In these cases, creative marketing or pricing incentives may be required to spread out that demand among high-income riders. A transit agency with a strong focus on equity could also choose to subsidize trips at times of day that are preferential to low-income riders, such as afternoon trips to shopping and healthcare locations.
Diversity is our strength
The flexible yet affordable nature of on-demand transportation means it has the potential to overhaul transit provision for marginalized communities. In this two-part blog series, we have discovered that low-income groups ride on-demand transit most often, and that a huge proportion of these low-income trips are induced.
What’s more, on-demand transit prompts new trips to be taken by new types of riders, such as riders with disabilities on low incomes, or women on high incomes. However, these kinds of insights can only be revealed when we take an intersectional approach – in other words, we should always consider income alongside other characteristics such as gender, disability and ethnicity.
We highlighted key differences between the ways in which people from different income bands are able to (or choose to) travel. High-income riders travel in much ‘peakier’ ways than low-income riders, and the transportation mode we displace with each on-demand trip depends heavily on the income of the rider.

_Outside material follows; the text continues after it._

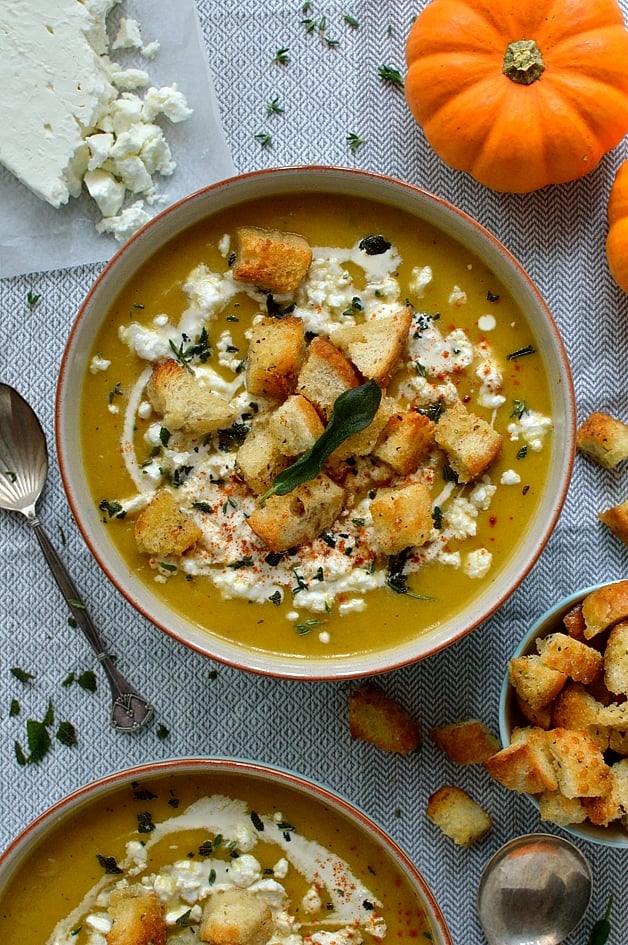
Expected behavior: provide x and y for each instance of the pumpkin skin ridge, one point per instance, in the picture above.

Most importantly, the service quality a rider experiences seems unrelated to income. While hugely encouraging in some ways, some of our agency partners may actually wish to prioritise marginalized groups, such that low-income riders receive a better service than others. If agencies do have specific goals based on income equity, it is imperative to collect income data regularly and to track related metrics over time.
Through our travel surveys and other datasets, we actively work with our partners to ensure that their equity goals are clearly articulated, understood, and measured. This ensures the on-demand mobility industry continually strives to improve travel for everybody – with a special focus on those who need it most.